Google Flutter comes out of Beta to help speed up native development
Tuesday, December 18, 2018
Richard Harris |
Flutter, the new cross-platform UI builder from Google, just launched its first official stable release, version 1.0. The idea behind Flutter is to enable iOS and Android developers alike to be able to quickly bolt together modern UI elements, using a single code base, for both iOS and Android - and still let you continue to use their native counterparts to each platform independently.
For cross-platform mobile development, developers generally have to choose between either building the same app multiple times for multiple operating systems, or to accept a solution that trades native speed and accuracy for portability. Flutter provides a solution that gives developers the best of both worlds: hardware-accelerated graphics and UI, powered by native ARM code, which can target both popular mobile operating systems.

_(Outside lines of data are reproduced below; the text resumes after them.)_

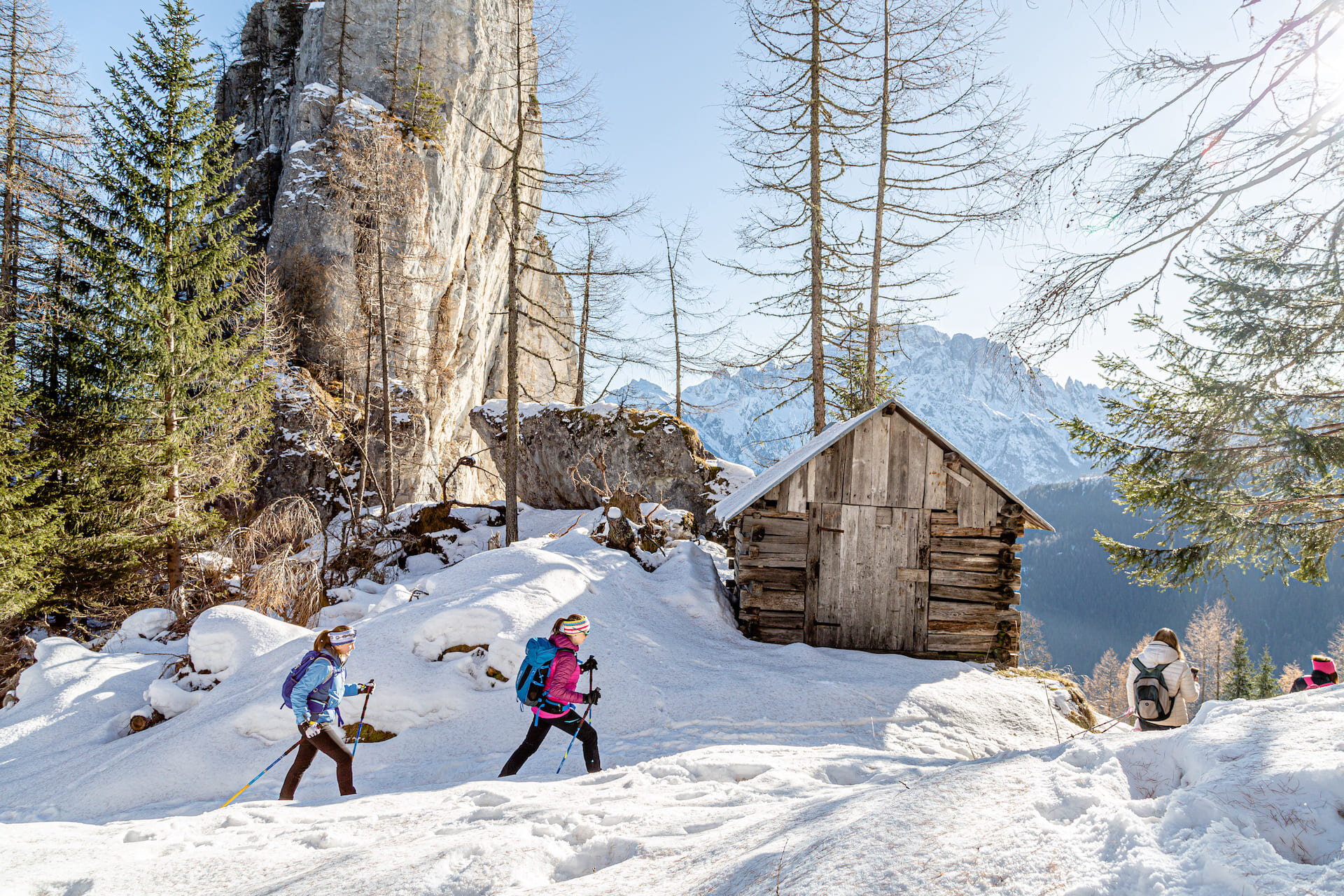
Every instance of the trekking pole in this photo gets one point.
(1105, 722)
(262, 773)
(577, 729)
(359, 729)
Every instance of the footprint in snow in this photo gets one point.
(487, 798)
(489, 813)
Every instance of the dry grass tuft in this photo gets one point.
(1085, 715)
(273, 578)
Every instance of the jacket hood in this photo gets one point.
(1158, 653)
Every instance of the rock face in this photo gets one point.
(573, 457)
(307, 67)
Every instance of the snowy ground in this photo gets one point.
(733, 767)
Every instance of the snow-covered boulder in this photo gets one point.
(569, 453)
(141, 631)
(226, 637)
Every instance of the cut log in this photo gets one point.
(976, 596)
(953, 531)
(774, 546)
(781, 580)
(958, 615)
(972, 580)
(778, 620)
(773, 562)
(774, 601)
(972, 546)
(958, 641)
(965, 562)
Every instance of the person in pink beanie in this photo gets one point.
(1323, 675)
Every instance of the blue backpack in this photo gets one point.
(530, 681)
(296, 673)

Flutter is an open source project with a BSD-style license and includes the contributions of hundreds of developers from around the world. The Flutter app is a native app that uses the standard Android and iOS build tools, and can access everything from the underlying operating system, including code and UI wrote in Kotlin or Java on Android and Swift or Objective-C on iOS.
New Features in Flutter 1.0
Flutter doesn’t replace the traditional Apple and Android app models for building mobile apps; instead, it’s an app engine that can either be embedded into an existing app or used to build an entirely new app. Flutter lets you control every pixel on the screen, and its compositing capabilities allow for overlaying and animating graphics, video, text, and controls. It’s powered by the same hardware-accelerated Skia 2D graphics engine that underpins Chrome and Android. Flutter code is powered by the Dart platform, which enables compilation to native 32-bit and 64-bit ARM code for iOS and Android.
Flutter 1.0 has introduced stateful hot reload, a new capability for mobile developers and designers to iterate on their apps in real time. With stateful hot reload, a developer can make changes to an app’s code and see the results instantly without restarting the app or losing its state.
Flutter also includes the latest version of the Dart platform, 2.1, an update to Dart 2 that offers smaller code size, faster type checks, and better usability for type errors. Dart 2.1 also has new language features to improve productivity when building user experiences. Tools for Visual Studio Code, Android Studio, IntelliJ or any programmer’s editor of your choice, are also included.